12 cartas y un amorcito cuenta en primera persona la historia de alguien que al empezar a caer un aguacero sobre Managua se protege bajo un alero en el barrio de Buenos Aires, un barrio de los de Juan, cuando en eso sale de una casa vecina una mujer joven y bonita que lo invita a pasar adelante para mientras escampa, se ponen a conver­sar, la mujer está sola, el marido es un oficial de la Guardia Nacional, el teniente Polanco, acantonado en Bluefields, ella va a buscar las car­tas del marido ausente y le ruega que se las lea, él accede, a cada car­ta la mujer le va pidiendo que se acerque más, y sucede que el que se guarecía de la lluvia acaba en la cama con la mujer, y el cuento termi­na con el protagonista diciendo ¿y qué iba a hacer yo?

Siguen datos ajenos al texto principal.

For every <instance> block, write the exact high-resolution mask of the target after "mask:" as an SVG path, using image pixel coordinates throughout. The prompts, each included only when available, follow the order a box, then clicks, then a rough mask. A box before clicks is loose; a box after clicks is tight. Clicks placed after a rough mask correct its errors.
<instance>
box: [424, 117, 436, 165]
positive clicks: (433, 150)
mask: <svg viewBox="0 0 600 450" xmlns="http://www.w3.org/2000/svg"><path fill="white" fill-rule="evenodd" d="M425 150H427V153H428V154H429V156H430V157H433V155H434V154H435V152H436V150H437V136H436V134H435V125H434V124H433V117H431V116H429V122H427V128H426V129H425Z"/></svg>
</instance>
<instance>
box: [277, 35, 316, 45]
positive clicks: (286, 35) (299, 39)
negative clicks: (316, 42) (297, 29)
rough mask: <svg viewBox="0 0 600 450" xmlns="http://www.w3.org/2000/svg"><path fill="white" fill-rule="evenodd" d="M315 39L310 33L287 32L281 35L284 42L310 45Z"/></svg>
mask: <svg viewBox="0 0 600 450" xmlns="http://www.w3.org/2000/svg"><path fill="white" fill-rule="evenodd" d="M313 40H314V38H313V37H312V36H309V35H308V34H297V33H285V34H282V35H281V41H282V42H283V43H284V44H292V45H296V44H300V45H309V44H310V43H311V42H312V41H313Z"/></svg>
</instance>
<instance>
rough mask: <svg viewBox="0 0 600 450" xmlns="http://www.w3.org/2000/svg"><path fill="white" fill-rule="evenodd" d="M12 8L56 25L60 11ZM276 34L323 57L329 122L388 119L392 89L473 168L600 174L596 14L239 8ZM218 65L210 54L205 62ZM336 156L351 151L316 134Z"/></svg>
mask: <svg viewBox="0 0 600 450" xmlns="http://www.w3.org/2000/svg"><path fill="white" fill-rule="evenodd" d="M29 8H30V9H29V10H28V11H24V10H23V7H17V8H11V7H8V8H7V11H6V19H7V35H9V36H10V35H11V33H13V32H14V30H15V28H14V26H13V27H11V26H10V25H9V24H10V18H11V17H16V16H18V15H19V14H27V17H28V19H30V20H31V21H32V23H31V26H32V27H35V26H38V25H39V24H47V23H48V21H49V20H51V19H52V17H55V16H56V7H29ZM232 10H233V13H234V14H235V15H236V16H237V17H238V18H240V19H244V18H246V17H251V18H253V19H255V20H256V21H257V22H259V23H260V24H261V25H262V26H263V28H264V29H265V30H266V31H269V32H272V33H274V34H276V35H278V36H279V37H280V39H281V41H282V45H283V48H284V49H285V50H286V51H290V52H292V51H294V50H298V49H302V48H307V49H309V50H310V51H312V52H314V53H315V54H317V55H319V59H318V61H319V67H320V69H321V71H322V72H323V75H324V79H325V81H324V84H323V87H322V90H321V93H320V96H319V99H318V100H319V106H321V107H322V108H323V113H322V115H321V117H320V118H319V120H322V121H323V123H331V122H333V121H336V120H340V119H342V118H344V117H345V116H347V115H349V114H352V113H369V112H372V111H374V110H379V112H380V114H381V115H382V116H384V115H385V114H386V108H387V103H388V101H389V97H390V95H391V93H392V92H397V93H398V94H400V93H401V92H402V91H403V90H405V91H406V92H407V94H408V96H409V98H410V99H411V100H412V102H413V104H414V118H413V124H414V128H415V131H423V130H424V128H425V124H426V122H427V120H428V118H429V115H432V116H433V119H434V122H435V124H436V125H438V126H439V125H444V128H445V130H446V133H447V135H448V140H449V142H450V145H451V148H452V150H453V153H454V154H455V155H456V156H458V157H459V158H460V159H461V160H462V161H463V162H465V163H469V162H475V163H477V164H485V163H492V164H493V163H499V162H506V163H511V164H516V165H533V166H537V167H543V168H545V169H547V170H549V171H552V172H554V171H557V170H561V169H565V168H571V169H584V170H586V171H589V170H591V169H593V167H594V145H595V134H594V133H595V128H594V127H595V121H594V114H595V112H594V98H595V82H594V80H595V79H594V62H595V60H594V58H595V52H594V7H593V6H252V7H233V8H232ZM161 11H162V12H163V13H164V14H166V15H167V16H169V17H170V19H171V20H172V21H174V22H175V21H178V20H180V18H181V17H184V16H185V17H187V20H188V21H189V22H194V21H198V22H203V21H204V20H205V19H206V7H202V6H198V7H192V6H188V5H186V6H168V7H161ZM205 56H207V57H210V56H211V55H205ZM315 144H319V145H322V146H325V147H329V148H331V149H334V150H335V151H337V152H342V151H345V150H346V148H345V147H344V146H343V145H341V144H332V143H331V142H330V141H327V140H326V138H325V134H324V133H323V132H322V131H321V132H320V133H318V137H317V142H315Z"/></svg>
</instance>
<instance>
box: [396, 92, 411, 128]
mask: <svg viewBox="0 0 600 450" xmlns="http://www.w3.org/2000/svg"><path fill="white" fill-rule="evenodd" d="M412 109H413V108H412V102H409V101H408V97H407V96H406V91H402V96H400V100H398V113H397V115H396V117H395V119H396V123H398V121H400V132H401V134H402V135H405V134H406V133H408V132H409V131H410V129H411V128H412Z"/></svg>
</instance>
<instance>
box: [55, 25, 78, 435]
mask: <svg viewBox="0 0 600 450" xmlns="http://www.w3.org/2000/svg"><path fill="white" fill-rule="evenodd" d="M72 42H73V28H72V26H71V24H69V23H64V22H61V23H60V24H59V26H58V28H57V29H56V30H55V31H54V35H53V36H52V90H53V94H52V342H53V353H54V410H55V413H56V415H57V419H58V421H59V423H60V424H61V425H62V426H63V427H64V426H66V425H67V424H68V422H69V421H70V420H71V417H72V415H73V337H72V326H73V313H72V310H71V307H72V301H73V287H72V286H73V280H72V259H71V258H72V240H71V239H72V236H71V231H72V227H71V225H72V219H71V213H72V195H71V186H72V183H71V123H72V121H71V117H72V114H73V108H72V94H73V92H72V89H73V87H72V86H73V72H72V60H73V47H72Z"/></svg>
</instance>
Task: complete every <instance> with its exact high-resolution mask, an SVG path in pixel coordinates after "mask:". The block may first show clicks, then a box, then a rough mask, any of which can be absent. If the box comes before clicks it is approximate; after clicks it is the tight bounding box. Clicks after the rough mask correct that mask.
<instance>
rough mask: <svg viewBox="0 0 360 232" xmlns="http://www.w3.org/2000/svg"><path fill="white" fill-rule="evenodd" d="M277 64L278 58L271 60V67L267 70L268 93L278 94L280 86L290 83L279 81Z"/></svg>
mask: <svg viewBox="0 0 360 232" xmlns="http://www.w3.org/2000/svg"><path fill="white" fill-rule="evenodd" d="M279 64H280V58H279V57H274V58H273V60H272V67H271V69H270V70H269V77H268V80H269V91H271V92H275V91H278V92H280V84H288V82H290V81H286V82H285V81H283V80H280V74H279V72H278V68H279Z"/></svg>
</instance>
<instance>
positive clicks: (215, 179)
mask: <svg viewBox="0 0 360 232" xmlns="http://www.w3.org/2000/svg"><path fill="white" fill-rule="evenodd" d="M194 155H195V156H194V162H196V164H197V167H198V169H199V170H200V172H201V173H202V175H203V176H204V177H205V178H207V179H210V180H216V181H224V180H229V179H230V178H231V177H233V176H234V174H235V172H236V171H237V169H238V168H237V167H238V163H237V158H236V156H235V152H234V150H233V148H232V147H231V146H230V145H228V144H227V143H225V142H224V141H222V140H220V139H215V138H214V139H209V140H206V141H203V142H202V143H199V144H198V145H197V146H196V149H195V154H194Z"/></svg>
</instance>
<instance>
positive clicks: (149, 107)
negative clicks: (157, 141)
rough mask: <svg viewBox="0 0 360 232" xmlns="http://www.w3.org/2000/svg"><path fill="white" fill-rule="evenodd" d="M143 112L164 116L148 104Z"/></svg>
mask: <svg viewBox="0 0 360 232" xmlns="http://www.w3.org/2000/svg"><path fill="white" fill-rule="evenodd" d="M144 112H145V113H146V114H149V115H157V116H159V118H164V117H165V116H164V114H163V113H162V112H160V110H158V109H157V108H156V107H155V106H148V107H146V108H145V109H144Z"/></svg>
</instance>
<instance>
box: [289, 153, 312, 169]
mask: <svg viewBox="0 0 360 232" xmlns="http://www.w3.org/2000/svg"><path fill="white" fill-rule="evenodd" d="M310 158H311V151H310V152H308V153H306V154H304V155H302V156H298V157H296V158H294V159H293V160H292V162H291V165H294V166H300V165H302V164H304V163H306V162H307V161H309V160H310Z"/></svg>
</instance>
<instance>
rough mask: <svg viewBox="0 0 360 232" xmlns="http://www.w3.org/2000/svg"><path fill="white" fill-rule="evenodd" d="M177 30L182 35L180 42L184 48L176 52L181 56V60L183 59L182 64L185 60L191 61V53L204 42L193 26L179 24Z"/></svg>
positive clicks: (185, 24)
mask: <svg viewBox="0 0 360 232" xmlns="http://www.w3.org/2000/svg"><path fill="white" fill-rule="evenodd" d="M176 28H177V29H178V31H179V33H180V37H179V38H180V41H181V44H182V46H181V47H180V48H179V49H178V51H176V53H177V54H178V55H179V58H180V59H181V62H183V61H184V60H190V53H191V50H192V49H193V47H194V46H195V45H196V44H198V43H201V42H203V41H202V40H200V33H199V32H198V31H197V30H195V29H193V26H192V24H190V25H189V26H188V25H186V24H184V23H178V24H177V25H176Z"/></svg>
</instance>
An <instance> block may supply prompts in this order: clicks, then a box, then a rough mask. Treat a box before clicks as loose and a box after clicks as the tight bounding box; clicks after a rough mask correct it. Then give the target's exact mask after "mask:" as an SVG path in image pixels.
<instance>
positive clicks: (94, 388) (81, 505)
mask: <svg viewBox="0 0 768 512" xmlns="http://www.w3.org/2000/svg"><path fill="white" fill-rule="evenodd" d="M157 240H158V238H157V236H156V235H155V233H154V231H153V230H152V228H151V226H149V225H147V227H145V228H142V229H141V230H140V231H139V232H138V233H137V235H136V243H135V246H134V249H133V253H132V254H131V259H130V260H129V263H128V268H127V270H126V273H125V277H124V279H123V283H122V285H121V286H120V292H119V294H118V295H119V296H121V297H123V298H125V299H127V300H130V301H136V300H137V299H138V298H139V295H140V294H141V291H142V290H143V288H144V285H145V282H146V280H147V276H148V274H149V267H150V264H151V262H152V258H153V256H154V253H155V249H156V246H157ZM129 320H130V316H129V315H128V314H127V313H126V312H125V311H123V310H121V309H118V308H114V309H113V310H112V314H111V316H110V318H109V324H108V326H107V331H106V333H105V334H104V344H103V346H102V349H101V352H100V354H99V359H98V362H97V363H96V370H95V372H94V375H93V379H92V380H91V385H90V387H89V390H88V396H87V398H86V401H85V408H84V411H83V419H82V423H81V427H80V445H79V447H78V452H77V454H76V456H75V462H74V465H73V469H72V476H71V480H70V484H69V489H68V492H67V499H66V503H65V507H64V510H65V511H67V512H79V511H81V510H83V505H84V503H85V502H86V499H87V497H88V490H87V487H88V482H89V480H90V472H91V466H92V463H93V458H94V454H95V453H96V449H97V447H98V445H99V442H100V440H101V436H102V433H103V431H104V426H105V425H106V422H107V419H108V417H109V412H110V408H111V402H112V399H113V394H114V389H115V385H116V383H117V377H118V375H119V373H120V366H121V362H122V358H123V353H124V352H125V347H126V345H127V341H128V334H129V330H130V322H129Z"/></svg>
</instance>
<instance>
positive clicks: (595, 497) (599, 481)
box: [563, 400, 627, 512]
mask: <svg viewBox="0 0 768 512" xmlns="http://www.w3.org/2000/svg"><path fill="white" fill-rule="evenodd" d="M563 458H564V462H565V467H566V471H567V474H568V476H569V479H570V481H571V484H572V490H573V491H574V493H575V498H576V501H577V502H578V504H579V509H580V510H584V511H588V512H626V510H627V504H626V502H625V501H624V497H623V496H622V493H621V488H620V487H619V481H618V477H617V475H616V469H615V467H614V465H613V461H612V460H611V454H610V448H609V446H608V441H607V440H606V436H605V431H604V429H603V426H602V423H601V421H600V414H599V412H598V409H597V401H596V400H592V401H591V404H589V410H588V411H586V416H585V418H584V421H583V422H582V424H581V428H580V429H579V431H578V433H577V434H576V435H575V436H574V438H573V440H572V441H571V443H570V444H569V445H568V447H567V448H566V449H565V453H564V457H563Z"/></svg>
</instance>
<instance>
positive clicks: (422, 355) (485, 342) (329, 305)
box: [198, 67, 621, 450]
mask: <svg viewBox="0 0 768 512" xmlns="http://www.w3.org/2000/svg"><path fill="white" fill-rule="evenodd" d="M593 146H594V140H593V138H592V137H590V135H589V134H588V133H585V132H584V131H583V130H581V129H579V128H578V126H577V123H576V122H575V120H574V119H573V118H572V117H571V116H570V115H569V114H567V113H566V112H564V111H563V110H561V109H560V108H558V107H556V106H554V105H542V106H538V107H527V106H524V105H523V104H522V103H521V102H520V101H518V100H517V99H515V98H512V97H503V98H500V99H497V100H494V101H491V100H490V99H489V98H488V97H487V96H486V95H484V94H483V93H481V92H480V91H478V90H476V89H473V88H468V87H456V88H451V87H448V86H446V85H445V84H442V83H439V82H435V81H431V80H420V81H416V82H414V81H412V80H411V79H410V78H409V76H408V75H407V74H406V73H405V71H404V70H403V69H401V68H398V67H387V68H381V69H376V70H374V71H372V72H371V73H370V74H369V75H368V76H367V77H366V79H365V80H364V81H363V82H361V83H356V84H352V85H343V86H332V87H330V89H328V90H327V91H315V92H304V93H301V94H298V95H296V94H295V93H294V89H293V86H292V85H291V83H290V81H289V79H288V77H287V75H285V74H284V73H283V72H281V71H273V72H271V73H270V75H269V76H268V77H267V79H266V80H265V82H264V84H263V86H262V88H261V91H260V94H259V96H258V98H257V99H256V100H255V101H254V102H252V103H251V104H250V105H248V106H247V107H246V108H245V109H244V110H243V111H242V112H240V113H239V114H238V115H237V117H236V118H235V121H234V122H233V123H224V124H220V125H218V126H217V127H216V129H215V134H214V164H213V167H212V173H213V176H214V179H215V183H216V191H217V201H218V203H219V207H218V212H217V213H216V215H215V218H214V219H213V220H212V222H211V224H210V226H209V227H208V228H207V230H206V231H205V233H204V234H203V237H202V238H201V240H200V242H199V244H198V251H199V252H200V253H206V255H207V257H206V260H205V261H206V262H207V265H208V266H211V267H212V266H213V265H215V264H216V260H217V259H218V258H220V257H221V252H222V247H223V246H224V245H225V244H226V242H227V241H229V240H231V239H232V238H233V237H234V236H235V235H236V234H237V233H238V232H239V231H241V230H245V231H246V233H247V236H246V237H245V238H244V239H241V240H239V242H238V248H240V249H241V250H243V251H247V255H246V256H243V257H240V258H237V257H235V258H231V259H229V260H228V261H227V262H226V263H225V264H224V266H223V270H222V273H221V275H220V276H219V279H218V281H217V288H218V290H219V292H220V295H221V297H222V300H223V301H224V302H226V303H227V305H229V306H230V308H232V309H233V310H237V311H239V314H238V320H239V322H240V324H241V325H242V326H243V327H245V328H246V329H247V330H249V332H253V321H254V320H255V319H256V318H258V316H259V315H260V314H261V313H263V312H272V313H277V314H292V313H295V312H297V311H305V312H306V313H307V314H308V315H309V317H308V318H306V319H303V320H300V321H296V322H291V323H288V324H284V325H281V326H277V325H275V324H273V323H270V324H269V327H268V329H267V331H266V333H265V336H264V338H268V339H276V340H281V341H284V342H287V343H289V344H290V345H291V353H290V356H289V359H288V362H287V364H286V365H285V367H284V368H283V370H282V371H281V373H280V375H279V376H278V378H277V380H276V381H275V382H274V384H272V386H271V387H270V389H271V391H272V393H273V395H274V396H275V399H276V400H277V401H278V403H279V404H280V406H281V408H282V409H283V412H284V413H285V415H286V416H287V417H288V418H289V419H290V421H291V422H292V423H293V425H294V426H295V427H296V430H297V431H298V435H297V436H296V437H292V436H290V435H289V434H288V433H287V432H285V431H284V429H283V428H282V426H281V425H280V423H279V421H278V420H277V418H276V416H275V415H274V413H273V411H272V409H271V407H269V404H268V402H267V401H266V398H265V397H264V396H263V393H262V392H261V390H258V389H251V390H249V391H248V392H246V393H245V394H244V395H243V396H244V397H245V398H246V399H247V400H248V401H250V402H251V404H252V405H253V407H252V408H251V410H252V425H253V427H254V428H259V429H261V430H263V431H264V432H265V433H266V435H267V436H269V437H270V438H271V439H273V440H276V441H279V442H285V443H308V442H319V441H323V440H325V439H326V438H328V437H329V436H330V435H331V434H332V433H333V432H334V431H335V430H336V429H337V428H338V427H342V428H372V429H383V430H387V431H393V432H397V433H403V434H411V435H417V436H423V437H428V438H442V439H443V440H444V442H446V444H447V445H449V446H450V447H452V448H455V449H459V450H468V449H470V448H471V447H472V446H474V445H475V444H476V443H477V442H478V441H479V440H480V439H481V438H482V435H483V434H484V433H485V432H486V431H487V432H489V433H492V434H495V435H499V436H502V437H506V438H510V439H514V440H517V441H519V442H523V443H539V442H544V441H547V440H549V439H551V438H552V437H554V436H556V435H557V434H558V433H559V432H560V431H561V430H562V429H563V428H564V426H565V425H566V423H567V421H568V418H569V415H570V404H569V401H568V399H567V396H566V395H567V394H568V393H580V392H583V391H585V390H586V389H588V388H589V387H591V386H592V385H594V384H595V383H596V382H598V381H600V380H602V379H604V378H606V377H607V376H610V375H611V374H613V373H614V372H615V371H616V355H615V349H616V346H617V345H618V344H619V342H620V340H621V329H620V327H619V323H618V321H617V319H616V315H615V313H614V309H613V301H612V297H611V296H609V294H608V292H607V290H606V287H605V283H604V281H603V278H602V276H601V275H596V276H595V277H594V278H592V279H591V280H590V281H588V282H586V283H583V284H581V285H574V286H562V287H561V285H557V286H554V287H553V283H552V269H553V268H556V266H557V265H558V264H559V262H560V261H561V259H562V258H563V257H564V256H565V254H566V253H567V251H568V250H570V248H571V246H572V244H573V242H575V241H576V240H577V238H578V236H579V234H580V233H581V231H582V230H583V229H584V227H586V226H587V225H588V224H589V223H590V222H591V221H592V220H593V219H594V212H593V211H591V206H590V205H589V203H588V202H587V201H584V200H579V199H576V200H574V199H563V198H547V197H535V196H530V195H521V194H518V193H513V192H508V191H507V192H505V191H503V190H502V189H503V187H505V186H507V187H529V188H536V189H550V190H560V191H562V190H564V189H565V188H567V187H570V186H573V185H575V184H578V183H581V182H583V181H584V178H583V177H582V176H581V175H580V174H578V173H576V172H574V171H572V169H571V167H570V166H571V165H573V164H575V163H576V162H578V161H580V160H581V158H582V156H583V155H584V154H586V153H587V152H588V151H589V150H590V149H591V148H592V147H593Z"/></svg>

El cuento se publicó en La revista Cuadernos Universitarios que se editaba en León, dirigida por el poeta Octavio Robleto, y entonces ur­dimos una conspiración. Escribí una carta dirigida a Juan en una vie­ja máquina de las que se usaban en los cuarteles, una con carrete de cinta morada como la que el teniente Polanco usaba para escribirle a su mujer según el relato, y con errores de ortografía, tal como el cuen­to también decía, y en esa carta el oficial aquel de la Guardia Nacio­nal, ahora acantonado en el puerto de Corinto, lo amenazaba de muer­te por haberse metido con su mujer y, no bastándole con eso, además publicarlo, difamando su honor de militar; apenas tuviera pase fran­co, juraba, lo primero que haría sería ir a buscarlo para saldar cuentas. Rotulé el sobre dirigido al señor Juan Aburto, Oficinas Centrales del Banco Nacional, Managua, y el poeta Raúl Elvir, que también era in­geniero civil y construía para entonces unas bodegas en Corinto, de­positó la carta en la oficina de correos allá, para que todo tuviera el sa­bor de la autenticidad.

Juan desapareció. Llamaba uno al banco, y decían que estaba de permiso. Se le buscaba en su casa, y la puerta estaba siempre cerrada. Un personaje se había salido de las páginas de su cuento, y lo busca­ba para matarlo.